De stevige relatie met de Verenigde Staten die zich op geopolitiek gebied ontwikkelt, wordt nog versterkt door de bestelling van 450.000 stuks integrale beschermingskleding, gefabriceerd in Vietnam. In Vietnam krijgt het « lente-offensief » met andere middelen een vervolg dan in 1968…

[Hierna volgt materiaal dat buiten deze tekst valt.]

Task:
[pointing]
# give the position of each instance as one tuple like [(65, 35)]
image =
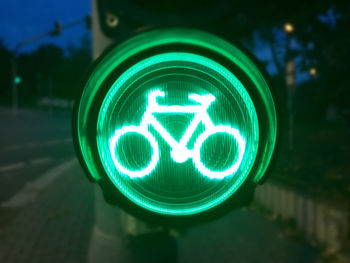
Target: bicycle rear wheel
[(116, 160)]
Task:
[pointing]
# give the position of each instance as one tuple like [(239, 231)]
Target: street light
[(288, 28), (313, 71)]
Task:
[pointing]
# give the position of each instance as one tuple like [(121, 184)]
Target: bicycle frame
[(180, 153)]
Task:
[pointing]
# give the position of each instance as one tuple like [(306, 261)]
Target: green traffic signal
[(177, 121)]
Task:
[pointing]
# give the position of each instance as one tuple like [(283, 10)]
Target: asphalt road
[(47, 206)]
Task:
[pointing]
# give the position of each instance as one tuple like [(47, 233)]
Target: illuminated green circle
[(161, 97)]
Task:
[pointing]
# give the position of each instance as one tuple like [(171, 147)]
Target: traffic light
[(177, 126), (57, 31)]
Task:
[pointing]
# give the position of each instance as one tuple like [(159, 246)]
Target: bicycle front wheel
[(113, 143), (241, 145)]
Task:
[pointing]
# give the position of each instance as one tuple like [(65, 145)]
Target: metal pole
[(14, 85), (290, 85)]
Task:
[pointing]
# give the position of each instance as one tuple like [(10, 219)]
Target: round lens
[(177, 133)]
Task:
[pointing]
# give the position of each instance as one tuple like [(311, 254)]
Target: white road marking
[(11, 167), (40, 160), (19, 165), (36, 144), (30, 192)]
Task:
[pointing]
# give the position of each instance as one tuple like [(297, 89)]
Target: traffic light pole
[(116, 235)]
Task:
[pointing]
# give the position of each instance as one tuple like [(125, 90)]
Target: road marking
[(36, 144), (40, 160), (19, 165), (30, 192), (11, 167)]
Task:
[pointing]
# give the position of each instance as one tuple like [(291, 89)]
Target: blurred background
[(48, 207)]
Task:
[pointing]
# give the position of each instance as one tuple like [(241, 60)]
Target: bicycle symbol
[(179, 152)]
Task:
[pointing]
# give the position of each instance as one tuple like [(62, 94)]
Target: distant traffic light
[(177, 126), (57, 31)]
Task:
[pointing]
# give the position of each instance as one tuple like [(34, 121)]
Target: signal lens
[(177, 133)]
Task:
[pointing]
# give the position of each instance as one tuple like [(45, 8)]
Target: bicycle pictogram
[(179, 151)]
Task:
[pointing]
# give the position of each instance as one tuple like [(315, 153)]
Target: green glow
[(159, 38), (179, 152), (198, 170)]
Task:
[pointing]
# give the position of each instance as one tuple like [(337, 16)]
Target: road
[(47, 206)]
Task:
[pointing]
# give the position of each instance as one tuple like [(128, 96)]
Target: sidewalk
[(55, 227)]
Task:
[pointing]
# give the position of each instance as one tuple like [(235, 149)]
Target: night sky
[(22, 19)]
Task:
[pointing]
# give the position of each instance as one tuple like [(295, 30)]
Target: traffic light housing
[(177, 126)]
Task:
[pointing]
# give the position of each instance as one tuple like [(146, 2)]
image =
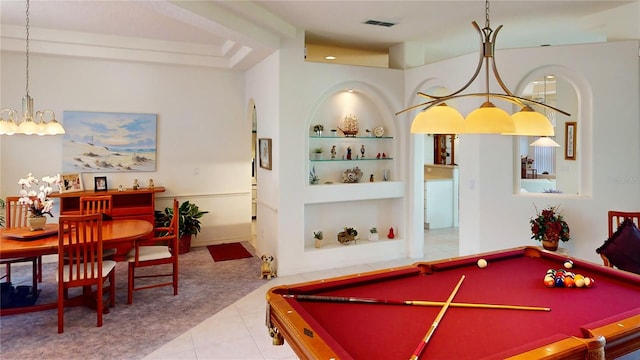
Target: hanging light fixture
[(442, 119), (31, 123)]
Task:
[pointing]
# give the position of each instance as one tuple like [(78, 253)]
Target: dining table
[(22, 242)]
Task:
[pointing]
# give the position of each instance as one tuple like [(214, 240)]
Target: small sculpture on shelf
[(349, 126), (391, 235), (373, 234), (313, 178), (347, 236), (318, 236), (352, 175), (318, 129)]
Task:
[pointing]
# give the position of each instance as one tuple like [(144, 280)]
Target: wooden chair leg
[(39, 268), (130, 285), (8, 270)]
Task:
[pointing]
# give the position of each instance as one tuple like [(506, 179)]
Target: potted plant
[(317, 235), (549, 227), (318, 129), (347, 236), (318, 153), (373, 234), (188, 226)]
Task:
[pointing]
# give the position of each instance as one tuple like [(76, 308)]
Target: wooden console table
[(127, 204)]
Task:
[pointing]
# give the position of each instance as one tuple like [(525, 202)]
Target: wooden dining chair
[(79, 240), (16, 216), (102, 204), (159, 250)]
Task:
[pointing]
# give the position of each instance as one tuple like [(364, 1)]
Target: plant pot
[(36, 222), (550, 245), (184, 244), (345, 239)]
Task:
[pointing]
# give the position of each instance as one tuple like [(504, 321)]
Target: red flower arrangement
[(549, 225)]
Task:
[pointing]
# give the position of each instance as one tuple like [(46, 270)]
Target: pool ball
[(568, 281), (588, 282), (549, 282), (559, 282)]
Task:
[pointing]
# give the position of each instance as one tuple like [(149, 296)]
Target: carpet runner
[(232, 251)]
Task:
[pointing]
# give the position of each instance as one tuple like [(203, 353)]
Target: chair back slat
[(79, 243), (96, 204), (616, 218)]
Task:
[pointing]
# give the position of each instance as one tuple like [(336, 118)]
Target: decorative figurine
[(391, 235)]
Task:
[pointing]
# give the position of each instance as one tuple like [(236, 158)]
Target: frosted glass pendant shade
[(440, 119), (489, 119), (531, 123)]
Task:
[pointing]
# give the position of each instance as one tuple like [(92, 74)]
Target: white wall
[(203, 137), (607, 79)]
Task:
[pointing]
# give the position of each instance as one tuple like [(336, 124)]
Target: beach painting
[(108, 142)]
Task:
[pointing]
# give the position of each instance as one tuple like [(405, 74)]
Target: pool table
[(582, 322)]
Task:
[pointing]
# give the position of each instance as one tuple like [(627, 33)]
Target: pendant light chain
[(27, 49), (487, 22)]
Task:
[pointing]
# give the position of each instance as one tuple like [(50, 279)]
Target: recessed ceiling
[(238, 34)]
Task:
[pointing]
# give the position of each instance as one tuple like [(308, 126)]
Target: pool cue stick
[(436, 322), (357, 300)]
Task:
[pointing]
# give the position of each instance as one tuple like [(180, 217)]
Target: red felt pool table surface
[(576, 322)]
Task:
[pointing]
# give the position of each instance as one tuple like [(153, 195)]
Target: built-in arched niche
[(540, 167)]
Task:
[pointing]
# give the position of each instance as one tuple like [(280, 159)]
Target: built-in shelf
[(362, 159)]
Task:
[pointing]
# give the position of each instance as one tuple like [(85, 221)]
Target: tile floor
[(239, 332)]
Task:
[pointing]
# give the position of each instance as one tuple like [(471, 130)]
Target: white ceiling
[(237, 34)]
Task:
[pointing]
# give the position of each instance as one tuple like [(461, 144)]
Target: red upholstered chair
[(16, 216), (79, 242), (161, 249)]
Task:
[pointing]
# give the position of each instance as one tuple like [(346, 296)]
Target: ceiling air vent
[(379, 23)]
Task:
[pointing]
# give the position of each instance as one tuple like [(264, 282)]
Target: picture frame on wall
[(570, 131), (70, 182), (264, 145), (100, 183)]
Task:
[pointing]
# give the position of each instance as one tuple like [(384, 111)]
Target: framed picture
[(70, 182), (265, 153), (570, 140), (100, 183), (109, 142)]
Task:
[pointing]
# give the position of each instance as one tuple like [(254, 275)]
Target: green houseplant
[(188, 226)]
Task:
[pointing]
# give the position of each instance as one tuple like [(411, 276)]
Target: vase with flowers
[(37, 200), (549, 227)]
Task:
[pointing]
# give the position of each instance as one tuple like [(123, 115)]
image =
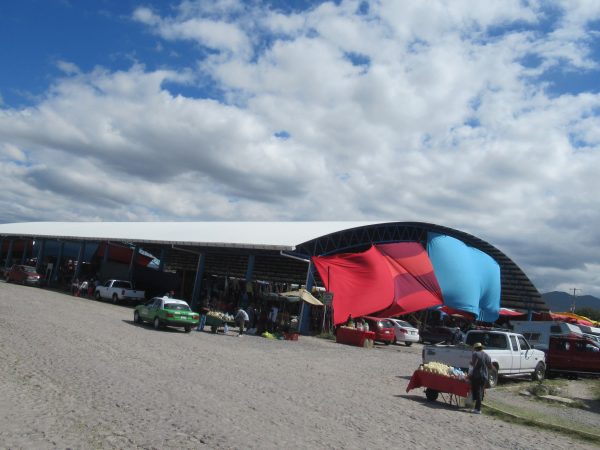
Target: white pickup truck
[(510, 353), (118, 291)]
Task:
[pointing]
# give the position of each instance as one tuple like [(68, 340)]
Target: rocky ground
[(78, 373)]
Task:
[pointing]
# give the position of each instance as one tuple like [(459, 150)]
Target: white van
[(538, 333)]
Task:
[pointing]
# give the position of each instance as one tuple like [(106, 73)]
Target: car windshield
[(177, 306)]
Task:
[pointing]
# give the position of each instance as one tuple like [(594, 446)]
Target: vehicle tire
[(431, 394), (493, 377), (539, 373)]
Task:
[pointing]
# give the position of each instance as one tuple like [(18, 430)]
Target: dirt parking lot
[(78, 373)]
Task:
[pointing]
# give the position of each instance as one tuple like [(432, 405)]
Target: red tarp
[(122, 254), (386, 280), (510, 312)]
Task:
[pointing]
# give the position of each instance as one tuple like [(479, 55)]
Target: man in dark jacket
[(481, 365)]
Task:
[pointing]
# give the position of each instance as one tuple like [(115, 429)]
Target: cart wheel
[(431, 394)]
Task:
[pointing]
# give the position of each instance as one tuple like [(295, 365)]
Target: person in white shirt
[(241, 318)]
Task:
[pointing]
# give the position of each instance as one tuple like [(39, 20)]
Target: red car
[(23, 274), (573, 355), (383, 329)]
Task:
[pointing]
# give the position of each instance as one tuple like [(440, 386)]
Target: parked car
[(118, 291), (538, 332), (573, 355), (439, 334), (24, 275), (383, 329), (166, 311), (510, 353), (404, 332)]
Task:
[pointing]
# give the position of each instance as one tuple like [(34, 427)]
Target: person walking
[(481, 365), (241, 318)]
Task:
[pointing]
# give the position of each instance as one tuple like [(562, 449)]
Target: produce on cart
[(217, 319), (439, 378)]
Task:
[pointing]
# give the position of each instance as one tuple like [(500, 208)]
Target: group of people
[(84, 288)]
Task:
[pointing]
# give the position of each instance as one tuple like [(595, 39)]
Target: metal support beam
[(79, 260), (106, 252), (198, 280), (24, 252), (136, 251), (9, 254), (161, 264), (41, 255), (56, 268), (305, 309)]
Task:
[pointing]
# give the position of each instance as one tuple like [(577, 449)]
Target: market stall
[(439, 379), (354, 336)]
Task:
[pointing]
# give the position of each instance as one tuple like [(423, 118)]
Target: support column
[(249, 277), (79, 260), (56, 268), (9, 254), (198, 281), (24, 252), (136, 250), (41, 255), (106, 252), (305, 309), (161, 264)]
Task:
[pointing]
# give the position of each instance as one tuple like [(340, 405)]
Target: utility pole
[(574, 299)]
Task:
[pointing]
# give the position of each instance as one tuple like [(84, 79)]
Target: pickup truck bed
[(510, 354)]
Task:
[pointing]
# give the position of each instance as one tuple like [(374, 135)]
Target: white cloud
[(416, 111)]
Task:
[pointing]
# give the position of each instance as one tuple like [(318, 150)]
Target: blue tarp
[(468, 277)]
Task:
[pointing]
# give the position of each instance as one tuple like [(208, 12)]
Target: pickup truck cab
[(510, 353), (573, 355), (118, 291)]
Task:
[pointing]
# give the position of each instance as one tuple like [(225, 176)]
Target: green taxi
[(166, 311)]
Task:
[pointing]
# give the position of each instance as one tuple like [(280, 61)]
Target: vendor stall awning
[(386, 280), (303, 294)]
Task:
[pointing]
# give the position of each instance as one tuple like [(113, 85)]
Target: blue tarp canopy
[(469, 278)]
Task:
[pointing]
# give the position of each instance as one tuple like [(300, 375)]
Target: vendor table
[(353, 336), (440, 384)]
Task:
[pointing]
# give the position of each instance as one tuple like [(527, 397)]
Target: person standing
[(241, 318), (481, 365), (204, 310)]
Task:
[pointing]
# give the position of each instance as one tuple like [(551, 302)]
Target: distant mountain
[(562, 301)]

Wat mij verbaast en ergert, is dat zo’n verplicht identificatie- en volgsysteem – toch de voorwaarde om met succes het virus te bestrijden, of het nu naar Vietnamees model is of naar dat van democratische landen als Zuid-Korea en Taiwan – in de westerse, geïndividualiseerde en duidelijk minder gedisciplineerde landen niet ingevoerd kan worden. Zelfs als het tijdelijk en door de volksvertegenwoordiging gecontroleerd zou zijn, met een vrije pers als waakhond, lijken individuele vrijheden (tenzij men bang is voor de ontdekking van een minnaar/minnares?) zwaarder te wegen dan tienduizenden dodelijke slachtoffers en overvoerde ziekenhuizen met oververmoeid personeel.